The rarity of nasopharyngeal cancer poses challenges in its early detection, as symptoms often remain silent in the initial stages. Dr Eu explains, “The difficulty in diagnosing nose cancer, in general, is that it is particularly silent in its onset.” 

Symptoms like blood-stained nasal or throat discharge, blocked ear, and enlarged lymph nodes may not manifest until the tumor has invaded surrounding structures. MP Liang Eng Hwa’s experience highlights this issue, as he sought medical attention only after months of muffled hearing in his left ear.

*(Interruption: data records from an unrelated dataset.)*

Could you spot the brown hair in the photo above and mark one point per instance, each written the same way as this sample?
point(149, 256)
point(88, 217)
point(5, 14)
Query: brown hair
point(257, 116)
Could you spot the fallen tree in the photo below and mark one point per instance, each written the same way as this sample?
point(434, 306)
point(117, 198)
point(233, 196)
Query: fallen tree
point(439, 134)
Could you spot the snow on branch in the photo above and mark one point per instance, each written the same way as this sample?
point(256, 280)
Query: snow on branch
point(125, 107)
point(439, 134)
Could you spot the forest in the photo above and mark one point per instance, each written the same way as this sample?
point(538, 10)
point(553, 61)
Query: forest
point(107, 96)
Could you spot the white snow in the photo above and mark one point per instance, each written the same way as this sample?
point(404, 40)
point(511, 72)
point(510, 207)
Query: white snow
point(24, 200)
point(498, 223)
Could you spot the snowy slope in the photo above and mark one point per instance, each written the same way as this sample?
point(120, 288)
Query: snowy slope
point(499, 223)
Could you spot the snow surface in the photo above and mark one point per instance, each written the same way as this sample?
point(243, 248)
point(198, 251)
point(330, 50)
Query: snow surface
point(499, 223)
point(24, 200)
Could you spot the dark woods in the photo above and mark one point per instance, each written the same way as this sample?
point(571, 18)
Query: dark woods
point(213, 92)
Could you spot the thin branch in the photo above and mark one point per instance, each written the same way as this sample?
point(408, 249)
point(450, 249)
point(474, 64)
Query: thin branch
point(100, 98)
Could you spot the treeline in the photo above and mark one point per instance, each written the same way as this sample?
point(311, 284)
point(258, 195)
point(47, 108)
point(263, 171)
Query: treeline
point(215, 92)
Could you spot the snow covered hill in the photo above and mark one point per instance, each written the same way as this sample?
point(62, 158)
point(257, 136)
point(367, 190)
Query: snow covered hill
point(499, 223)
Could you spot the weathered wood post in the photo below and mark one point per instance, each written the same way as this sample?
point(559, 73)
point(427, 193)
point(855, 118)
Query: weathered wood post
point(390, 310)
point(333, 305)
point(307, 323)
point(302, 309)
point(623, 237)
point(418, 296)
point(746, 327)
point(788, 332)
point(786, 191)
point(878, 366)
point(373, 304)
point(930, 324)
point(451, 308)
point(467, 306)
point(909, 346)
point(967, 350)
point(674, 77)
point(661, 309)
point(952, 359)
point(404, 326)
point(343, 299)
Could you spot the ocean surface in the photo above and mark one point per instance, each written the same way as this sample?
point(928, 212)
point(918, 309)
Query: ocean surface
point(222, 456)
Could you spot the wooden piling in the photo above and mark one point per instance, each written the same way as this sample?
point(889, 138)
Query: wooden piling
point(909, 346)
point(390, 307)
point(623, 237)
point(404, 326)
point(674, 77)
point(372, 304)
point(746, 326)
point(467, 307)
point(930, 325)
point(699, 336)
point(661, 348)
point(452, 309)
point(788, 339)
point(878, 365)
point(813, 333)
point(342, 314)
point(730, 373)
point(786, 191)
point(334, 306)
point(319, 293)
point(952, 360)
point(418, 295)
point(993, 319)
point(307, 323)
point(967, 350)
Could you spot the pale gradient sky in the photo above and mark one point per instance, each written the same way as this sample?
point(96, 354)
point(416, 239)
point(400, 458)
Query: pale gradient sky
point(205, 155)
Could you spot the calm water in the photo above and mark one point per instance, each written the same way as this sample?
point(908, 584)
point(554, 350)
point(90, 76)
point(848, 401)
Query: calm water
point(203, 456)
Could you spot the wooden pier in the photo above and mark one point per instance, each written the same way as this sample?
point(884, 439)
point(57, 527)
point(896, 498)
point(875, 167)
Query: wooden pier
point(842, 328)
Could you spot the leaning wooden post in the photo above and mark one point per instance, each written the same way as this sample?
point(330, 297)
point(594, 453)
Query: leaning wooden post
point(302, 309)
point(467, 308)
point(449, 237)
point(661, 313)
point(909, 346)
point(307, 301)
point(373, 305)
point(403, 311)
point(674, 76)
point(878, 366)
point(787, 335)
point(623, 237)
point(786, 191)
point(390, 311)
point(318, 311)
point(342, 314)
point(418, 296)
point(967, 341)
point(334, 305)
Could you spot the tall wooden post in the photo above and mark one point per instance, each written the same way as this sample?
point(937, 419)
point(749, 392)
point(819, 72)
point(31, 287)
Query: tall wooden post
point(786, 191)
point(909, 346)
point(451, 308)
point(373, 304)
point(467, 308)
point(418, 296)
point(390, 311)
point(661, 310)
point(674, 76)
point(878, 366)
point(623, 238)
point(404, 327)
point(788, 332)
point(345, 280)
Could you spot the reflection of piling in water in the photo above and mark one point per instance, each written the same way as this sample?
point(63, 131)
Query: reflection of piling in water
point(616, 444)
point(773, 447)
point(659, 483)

Fortunately, advancements in treatment have improved the survival rates for nasopharyngeal cancer. Dr Ivan Tham, a radiation oncologist, shares that “non-metastatic NPC, or tumors that have not spread below the collar bones, generally have a higher cure rate of treatment.” Treatment options include radiation therapy, with chemotherapy added for more advanced cases.

Experts stress the importance of early detection for a better chance of cure. Dr Tay Hin Ngan, an otorhinolaryngologist, advises regular screenings, especially for those with a family history of the disease. Blood tests for the Epstein-Barr virus (EBV) can also aid in early detection.

As the incidence of NPC remains high in Singapore, raising awareness about the disease and its risk factors becomes crucial. By understanding the symptoms and potential risks associated with nasopharyngeal cancer, individuals can take proactive measures for early detection and timely treatment.